Limits to prediction during sentence comprehension in SOV languages - Speaker: Samar Husain
Evidence for top-down processing during sentence comprehension has been found cross-linguistically and across a variety of syntactic relations. Critically, top-down processing has been argued to be quite robust (and more dominant than bottom-up processing) in Subject-Object-Verb (SOV) languages. For example, the effective use of preverbal linguistic cues to make successful clause-final verb prediction has been demonstrated in multiple SOV languages such as German, Hindi and Japanese. Processing effects such as anti-locality and lack of structural forgetting have been used to bolster this claim. In this talk, I will provide new evidence from a series of experiments that highlights limits to robust verbal prediction and its maintenance during comprehension of an SOV language Hindi.
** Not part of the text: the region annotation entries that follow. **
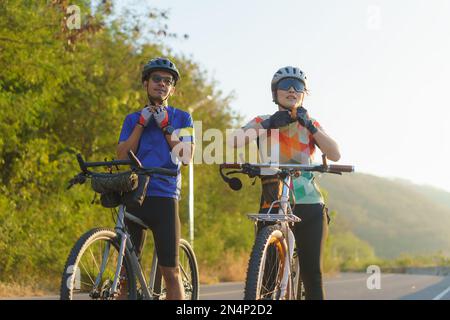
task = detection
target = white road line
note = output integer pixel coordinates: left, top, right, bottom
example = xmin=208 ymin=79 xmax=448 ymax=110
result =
xmin=433 ymin=287 xmax=450 ymax=300
xmin=324 ymin=274 xmax=394 ymax=284
xmin=200 ymin=289 xmax=244 ymax=297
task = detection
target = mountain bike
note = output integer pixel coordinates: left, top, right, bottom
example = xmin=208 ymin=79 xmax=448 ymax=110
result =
xmin=60 ymin=150 xmax=199 ymax=300
xmin=220 ymin=155 xmax=354 ymax=300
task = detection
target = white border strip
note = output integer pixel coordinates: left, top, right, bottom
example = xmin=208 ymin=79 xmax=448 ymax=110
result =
xmin=433 ymin=287 xmax=450 ymax=300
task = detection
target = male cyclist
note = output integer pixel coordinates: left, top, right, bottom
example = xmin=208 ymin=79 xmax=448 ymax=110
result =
xmin=117 ymin=58 xmax=194 ymax=300
xmin=232 ymin=66 xmax=340 ymax=299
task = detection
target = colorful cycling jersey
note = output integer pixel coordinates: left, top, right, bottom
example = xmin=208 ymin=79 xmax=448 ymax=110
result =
xmin=243 ymin=115 xmax=324 ymax=209
xmin=119 ymin=106 xmax=194 ymax=199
I will report four sets of results to argue for the above claim: (1) I will show that verbal prediction suffers with increase in preverbal linguistic complexity, (2) I will show that the previously reported anti-locality effect in Hindi is likely due to shallow parsing rather than robust verbal prediction, (3) I will provide evidence for structural forgetting through the formation of locally coherent parses in syntactic environments which have previously been used to argue for robust prediction maintenance, (4) finally, I will provide evidence for processing difficulty at the clause final verb due to similarity-based interference.
Together these experiments show that, in Hindi, syntactic prediction related to argument-verb dependency is more robust in configurations with (a) simple argument structure, (b) unique case-markers, (c) canonical word order, (d) argument-verb proximity, and (e) fewer clausal embeddings. When preverbal syntactic complexity increases, predictions falter.